The image cleared again. He said, “You’re barely gonna make it, don’t let up!”

Morgan kept his foot on the gas as he hit the exit lane, got to the bottom and skidded hard around the right turn, just in time for a car coming up fast behind him to screech to a halt, blocking the SUVs from turning. 

Samu looked ahead, the barriers were already blocking the track, the lights were flashing. He said, “I think you’ve got time.”

“You think or you know?”

The truth was he couldn’t tell, the image was going blurry again.

“Samu, do we make it?”

Samu was staring straight ahead, eyes searching.

The train was two hundred yards away and closing in fast.

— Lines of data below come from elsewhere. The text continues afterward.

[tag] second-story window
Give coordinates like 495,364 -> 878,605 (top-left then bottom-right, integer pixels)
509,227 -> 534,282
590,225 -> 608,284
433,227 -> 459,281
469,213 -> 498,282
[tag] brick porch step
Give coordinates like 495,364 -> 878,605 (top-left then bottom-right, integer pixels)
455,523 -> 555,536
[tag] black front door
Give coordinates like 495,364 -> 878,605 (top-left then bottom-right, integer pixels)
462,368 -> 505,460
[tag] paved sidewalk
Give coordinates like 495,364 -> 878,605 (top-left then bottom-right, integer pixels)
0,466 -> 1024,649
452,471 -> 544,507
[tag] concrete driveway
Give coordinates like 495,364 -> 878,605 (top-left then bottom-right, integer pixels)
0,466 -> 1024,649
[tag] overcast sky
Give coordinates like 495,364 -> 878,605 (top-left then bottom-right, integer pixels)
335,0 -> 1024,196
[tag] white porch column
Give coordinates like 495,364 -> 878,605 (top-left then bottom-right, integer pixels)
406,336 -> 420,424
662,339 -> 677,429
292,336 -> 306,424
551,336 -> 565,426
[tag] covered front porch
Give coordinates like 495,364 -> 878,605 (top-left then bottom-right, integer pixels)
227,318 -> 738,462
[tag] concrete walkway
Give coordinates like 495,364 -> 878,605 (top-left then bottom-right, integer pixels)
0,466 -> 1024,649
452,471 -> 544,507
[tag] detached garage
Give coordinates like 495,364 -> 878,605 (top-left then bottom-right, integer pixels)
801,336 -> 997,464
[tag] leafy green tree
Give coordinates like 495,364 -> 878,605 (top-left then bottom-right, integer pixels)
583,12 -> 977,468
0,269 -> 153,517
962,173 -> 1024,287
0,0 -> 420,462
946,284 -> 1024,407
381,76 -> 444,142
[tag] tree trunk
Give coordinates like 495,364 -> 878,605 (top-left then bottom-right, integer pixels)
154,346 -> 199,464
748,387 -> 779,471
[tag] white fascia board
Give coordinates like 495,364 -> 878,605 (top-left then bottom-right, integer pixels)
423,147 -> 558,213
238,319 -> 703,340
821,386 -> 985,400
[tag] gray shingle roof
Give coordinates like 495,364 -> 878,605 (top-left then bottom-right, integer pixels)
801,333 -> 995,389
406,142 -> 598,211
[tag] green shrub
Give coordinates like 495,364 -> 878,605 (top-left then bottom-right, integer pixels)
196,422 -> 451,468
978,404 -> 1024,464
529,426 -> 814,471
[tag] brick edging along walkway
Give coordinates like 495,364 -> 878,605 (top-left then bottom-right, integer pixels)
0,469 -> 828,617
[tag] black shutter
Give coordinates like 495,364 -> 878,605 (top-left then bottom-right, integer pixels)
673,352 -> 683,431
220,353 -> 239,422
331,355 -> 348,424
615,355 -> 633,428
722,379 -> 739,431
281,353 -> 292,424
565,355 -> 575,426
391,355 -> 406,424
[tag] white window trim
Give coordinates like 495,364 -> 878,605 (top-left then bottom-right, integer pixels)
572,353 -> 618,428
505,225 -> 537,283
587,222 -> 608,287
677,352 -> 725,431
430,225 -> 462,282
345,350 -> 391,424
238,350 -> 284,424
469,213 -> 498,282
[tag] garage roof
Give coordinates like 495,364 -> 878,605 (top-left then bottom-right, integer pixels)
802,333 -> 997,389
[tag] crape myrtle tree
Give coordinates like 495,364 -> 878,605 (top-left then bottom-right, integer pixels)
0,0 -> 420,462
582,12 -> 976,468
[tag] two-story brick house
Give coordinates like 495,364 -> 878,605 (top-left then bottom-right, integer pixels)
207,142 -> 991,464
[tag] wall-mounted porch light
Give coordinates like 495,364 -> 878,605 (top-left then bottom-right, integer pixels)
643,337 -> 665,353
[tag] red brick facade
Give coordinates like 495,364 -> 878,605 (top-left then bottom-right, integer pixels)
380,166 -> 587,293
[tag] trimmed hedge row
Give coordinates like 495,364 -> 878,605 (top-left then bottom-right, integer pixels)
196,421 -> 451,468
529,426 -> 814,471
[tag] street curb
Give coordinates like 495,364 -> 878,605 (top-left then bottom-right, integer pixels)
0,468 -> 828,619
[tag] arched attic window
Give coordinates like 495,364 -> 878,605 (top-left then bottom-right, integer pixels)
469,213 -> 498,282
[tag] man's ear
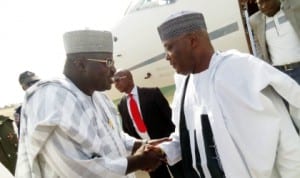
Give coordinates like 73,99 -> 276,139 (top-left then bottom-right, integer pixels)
74,59 -> 87,72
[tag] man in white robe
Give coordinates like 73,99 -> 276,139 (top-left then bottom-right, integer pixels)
16,30 -> 166,178
158,12 -> 300,178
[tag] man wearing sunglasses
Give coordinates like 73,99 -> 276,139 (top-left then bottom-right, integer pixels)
16,30 -> 164,178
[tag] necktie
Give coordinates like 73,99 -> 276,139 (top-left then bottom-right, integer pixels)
129,94 -> 147,133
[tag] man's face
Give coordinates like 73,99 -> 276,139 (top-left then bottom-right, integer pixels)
163,35 -> 194,75
114,72 -> 132,93
86,54 -> 116,91
256,0 -> 280,17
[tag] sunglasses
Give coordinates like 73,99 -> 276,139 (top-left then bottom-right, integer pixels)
86,58 -> 115,68
113,75 -> 127,82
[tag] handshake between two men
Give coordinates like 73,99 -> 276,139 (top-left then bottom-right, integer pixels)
126,137 -> 171,173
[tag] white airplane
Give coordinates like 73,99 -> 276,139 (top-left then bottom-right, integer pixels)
108,0 -> 253,101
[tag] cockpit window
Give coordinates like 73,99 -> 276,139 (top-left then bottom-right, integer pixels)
125,0 -> 177,14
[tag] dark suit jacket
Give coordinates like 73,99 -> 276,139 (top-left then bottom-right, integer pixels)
118,87 -> 175,139
118,87 -> 184,178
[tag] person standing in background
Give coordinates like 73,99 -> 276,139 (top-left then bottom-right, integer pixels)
114,69 -> 182,178
248,0 -> 300,84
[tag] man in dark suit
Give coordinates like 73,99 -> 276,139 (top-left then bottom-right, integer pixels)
114,70 -> 182,178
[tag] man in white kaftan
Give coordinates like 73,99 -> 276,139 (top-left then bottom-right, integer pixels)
16,30 -> 165,178
158,12 -> 300,178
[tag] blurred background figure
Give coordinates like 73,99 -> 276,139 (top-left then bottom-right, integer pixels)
250,0 -> 300,83
0,115 -> 18,175
14,71 -> 40,135
114,70 -> 182,178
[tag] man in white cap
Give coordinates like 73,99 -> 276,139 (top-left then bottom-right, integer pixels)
153,12 -> 300,178
16,30 -> 164,178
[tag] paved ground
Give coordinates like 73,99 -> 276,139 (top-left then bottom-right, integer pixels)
0,164 -> 149,178
0,163 -> 13,178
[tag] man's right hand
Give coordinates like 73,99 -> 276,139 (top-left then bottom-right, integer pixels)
126,145 -> 163,173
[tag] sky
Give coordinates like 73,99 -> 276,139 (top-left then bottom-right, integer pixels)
0,0 -> 130,107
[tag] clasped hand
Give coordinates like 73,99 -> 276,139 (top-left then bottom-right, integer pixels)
134,138 -> 171,172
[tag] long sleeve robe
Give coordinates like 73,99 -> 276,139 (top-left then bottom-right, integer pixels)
161,51 -> 300,178
16,78 -> 135,178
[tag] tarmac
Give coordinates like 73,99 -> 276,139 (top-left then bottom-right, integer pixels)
0,163 -> 149,178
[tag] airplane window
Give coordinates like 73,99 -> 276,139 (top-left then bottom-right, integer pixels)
125,0 -> 177,14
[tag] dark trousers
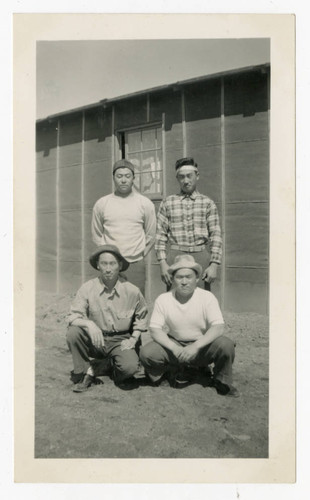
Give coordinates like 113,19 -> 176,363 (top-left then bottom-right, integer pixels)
140,335 -> 235,386
67,326 -> 139,383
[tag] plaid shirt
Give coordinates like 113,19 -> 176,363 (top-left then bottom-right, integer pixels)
155,191 -> 222,264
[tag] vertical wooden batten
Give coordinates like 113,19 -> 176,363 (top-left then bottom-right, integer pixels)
161,113 -> 167,198
81,111 -> 85,283
56,118 -> 60,293
111,105 -> 115,192
220,77 -> 226,309
146,94 -> 150,123
181,89 -> 187,158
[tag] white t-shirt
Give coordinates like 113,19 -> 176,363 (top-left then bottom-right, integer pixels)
150,288 -> 224,341
92,191 -> 156,262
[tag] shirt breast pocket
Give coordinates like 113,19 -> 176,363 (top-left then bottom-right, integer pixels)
116,309 -> 134,331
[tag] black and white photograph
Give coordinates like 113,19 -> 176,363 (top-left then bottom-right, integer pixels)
13,15 -> 296,484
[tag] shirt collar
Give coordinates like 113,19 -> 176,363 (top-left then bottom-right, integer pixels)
180,189 -> 199,200
98,276 -> 121,296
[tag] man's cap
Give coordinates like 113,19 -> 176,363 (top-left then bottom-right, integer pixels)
113,158 -> 135,174
175,156 -> 198,170
89,245 -> 129,271
168,253 -> 202,278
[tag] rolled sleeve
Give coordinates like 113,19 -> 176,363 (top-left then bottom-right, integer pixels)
150,300 -> 166,329
207,294 -> 224,327
155,201 -> 169,260
91,200 -> 105,246
66,286 -> 89,326
132,291 -> 148,332
207,202 -> 222,264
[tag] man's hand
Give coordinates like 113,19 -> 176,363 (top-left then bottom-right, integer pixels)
121,337 -> 138,351
159,260 -> 172,286
85,321 -> 104,349
178,342 -> 199,363
202,262 -> 218,283
170,344 -> 184,359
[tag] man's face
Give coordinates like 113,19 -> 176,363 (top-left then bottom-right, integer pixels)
114,167 -> 134,196
173,268 -> 199,297
97,252 -> 121,283
177,167 -> 199,194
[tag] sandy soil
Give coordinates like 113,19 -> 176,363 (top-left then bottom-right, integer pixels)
35,293 -> 268,458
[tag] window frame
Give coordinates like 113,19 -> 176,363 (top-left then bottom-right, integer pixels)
116,121 -> 166,201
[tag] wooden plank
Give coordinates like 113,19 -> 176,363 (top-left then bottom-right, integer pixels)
59,165 -> 81,210
224,72 -> 269,142
114,95 -> 146,130
188,146 -> 222,201
84,109 -> 112,164
226,203 -> 269,268
59,210 -> 82,264
225,269 -> 269,314
185,79 -> 221,149
36,211 -> 57,261
36,259 -> 56,293
59,260 -> 82,293
36,169 -> 56,211
59,113 -> 82,168
84,160 -> 112,208
226,141 -> 269,202
36,121 -> 57,171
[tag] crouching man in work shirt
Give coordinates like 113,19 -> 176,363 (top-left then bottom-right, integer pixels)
67,245 -> 147,392
92,159 -> 156,295
140,254 -> 239,397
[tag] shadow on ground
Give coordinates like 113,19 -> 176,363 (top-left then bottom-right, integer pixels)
35,293 -> 268,458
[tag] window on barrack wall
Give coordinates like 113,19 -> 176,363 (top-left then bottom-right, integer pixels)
120,125 -> 163,199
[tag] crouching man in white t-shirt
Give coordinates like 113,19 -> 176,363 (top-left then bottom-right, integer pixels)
140,254 -> 239,397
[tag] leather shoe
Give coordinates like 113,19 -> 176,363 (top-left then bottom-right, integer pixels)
214,380 -> 240,398
72,374 -> 103,392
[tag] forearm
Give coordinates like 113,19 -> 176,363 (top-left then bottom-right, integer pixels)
195,324 -> 224,350
70,318 -> 97,329
144,236 -> 155,257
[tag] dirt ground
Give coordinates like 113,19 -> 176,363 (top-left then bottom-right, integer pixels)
35,293 -> 269,458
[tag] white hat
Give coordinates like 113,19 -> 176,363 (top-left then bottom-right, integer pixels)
168,253 -> 202,278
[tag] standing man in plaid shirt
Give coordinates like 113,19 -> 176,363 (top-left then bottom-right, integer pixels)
155,158 -> 222,290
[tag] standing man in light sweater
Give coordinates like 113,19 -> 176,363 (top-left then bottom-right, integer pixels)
92,159 -> 156,295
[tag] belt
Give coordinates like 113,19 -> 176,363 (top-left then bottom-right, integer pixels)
101,330 -> 130,337
170,245 -> 206,253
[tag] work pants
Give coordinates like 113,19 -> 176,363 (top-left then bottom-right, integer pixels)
67,326 -> 139,384
140,335 -> 235,386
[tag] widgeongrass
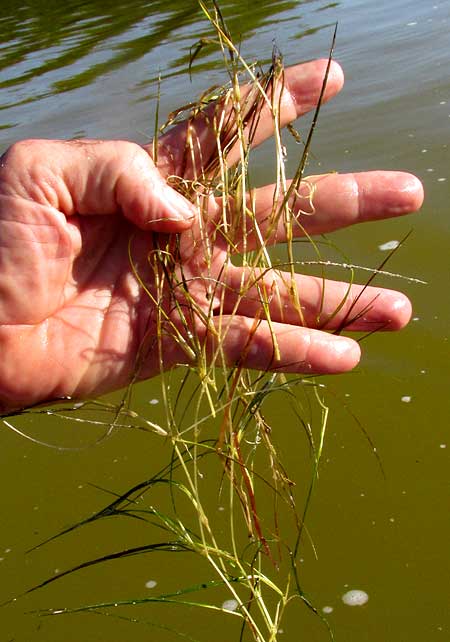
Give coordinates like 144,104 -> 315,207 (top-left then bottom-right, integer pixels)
0,0 -> 422,642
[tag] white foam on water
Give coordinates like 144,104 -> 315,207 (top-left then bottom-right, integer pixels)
378,240 -> 400,252
342,589 -> 369,606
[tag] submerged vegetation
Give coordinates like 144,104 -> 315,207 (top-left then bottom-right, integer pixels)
0,0 -> 422,642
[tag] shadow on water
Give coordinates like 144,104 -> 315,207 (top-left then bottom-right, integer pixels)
0,0 -> 310,109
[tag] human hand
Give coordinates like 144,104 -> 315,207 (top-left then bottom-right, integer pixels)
0,61 -> 423,411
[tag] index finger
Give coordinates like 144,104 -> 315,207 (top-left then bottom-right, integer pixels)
146,59 -> 344,179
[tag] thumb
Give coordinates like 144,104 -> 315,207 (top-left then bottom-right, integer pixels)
0,140 -> 195,232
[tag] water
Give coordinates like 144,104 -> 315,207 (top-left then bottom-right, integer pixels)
0,0 -> 450,642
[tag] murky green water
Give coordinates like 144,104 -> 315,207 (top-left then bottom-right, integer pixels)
0,0 -> 450,642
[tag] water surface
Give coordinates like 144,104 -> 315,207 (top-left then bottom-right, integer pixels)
0,0 -> 450,642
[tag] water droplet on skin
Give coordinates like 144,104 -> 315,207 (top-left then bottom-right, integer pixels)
342,589 -> 369,606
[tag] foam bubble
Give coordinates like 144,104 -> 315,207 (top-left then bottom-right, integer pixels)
378,240 -> 400,252
342,589 -> 369,606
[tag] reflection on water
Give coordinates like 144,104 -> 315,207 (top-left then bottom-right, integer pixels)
0,0 -> 450,642
0,0 -> 308,108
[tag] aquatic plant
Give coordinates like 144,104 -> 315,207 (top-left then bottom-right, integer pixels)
0,0 -> 422,642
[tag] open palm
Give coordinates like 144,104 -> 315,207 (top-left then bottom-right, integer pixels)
0,61 -> 423,411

Morgan yelled again, “Did we make it?”

Samu squeezed his eyes shut and opened them again, trying to clear the cobwebs, looking for that moment in the immediate future when they would be safely across or wiped out by the train.

At the last second, he got it.

“We’re clear.”

Morgan weaved around the barriers and rumbled over the tracks. He could see the train barreling down on them from less than a hundred yards away. The lights were blinding, he could barely see through the windshield but he trusted Samu’s vision.

Fifty yards. 

Forty. 

He heard the horn blare and then just like that it was passing behind them and getting quieter in the distance.

The i8’s were stuck on the other side of the tracks.

***

The rest of the night went off without a hitch. They made it to the transference point and sent Miklos over. Samu felt a little guilty but he comforted himself by thinking he may have saved the man’s life for a third time.

Morgan used a first aid kit from the Typhoon to stop the bleeding on Samu’s shoulder and busted out an emergency flask of white rum to take the edge off. On the drive back, they listened to a mix of French Beat and Ye-Ye, neither of which Samu had ever heard before.

When he told Morgan about what had happened in the car, Morgan said, “You get out of spot like that, maybe you should change your name to Houdini.”

“Houdini was Hungarian, you know.”

“He was?”

“Born in Budapest. A woman at the Chateau does a seance act where she calls on his spirit. You should come check it out. As a fellow magician I think you’d appreciate it.”

Morgan grinned and pointed the Typhoon West. It was really late, or really early, depending on how you looked at it, and the sun would be coming up behind them soon.